On Thu, Mar 20, 2014 at 7:40 AM, Markus Gebert
<markus.gebert@hostpoint.ch>wrote:

>
>
> Possible. We still see this on nfsclients only, but I'm not convinced that
> nfs is the only trigger.
>
>
Just to clarify, I'm experiencing this error with NFS, but also with iSCSI
- I turned off my NFS server in rc.conf and rebooted, and I'm still able to
create the error.  This is not just a NFS issue on my machine.

I our case, when it happens, the problem persists for quite some time
> (minutes or hours) if we don't interact (ifconfig or reboot).
>
> The first few times that I ran into it, I had similar issues - Because I
was keeping my system up and treating it like a temporary problem/issue.
Worst case scenario resulted in reboots to reset the NIC. Then again, I
find the ix's to be cranky if you ifconfig them too much.

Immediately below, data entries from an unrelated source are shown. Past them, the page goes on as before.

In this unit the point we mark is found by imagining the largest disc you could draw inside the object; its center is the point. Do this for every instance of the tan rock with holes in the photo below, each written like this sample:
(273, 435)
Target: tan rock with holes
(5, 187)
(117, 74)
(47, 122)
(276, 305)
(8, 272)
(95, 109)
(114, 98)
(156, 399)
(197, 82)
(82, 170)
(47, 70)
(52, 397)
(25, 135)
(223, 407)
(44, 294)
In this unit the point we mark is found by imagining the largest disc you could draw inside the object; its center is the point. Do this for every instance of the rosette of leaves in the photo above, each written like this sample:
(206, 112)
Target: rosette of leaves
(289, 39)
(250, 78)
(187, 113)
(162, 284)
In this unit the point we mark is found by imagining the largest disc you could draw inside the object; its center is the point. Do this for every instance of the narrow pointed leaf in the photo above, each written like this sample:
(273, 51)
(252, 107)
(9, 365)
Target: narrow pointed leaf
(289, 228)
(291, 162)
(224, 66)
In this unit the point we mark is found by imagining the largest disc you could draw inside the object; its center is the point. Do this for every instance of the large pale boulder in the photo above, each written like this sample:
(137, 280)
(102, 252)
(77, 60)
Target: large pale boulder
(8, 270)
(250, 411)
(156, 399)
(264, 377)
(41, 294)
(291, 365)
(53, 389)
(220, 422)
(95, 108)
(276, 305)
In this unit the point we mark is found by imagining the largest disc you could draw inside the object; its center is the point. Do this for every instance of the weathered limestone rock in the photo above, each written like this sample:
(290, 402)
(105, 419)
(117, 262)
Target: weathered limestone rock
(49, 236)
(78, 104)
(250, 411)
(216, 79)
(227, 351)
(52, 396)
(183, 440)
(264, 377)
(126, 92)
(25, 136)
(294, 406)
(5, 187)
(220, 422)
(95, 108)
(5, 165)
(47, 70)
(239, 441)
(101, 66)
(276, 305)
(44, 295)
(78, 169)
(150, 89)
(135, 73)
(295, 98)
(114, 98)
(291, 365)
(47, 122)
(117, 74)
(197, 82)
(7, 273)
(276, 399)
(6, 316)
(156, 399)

Now, I'm trying to find a root cause, so as soon as I start seeing any
errors, I abort and reboot the machine to test the next theory.

Additionally, I'm often able to create the problem with just 1 VM running
iometer on the SAN storage. When the problem occurs, that connection is
broken temporarily, taking network load off the SAN - That may improve my
chances of keeping this running.


>
> > I am able to reproduce it fairly reliably within 15 min of a reboot by
> > loading the server via NFS with iometer and some large NFS file copies at
> > the same time. I seem to need to sustain ~2 Gbps for a few minutes.
>
> That's probably why we can't reproduce it reliably here. Although having
> 10gig cards in our blade servers, the ones affected are connected to a 1gig
> switch.
>
>
It seems that it needs a lot of traffic. I have a 10 gig backbone between
my SANs and my ESXi machines, so I can saturate quite quickly (just now I
hit a record.. the error occurred within ~5 min of reboot and testing). In
your case, I recommend firing up multiple VM's running iometer on different
1 gig connections and see if you can make it pop. I also often turn off ix1
to drive all traffic through ix0 - I've noticed it happens faster this way,
but once again I'm not taking enough observations to make decent time
predictions.


>
>
> Can you try this when the problem occurs?
>
> for CPU in {0..7}; do echo "CPU${CPU}"; cpuset -l ${CPU} ping -i 0.2 -c 2
> -W 1 10.0.0.1 | grep sendto; done
>
> It will tie ping to certain cpus to test the different tx queues of your
> ix interface. If the pings reliably fail only on some queues, then your
> problem is more likely to be the same as ours.
>
> Also, if you have dtrace available:
>
> kldload dtraceall
> dtrace -n 'fbt:::return / arg1 == EFBIG && execname == "ping" / { stack();
> }'
>
> while you run pings over the interface affected. This will give you hints
> about where the EFBIG error comes from.
>
> > [...]
>
>
> Markus
>
>
Will do. I'm not sure what shell the first script was written for, it's not
working in csh, here's a re-write that does work in csh in case others are
using the default shell:

#!/bin/csh
foreach CPU (`seq 0 23`)
  echo "CPU$CPU";
  cpuset -l $CPU ping -i 0.2 -c 2 -W 1 10.0.0.1 | grep sendto;
end

Thanks for your input. I should have results to post to the list shortly.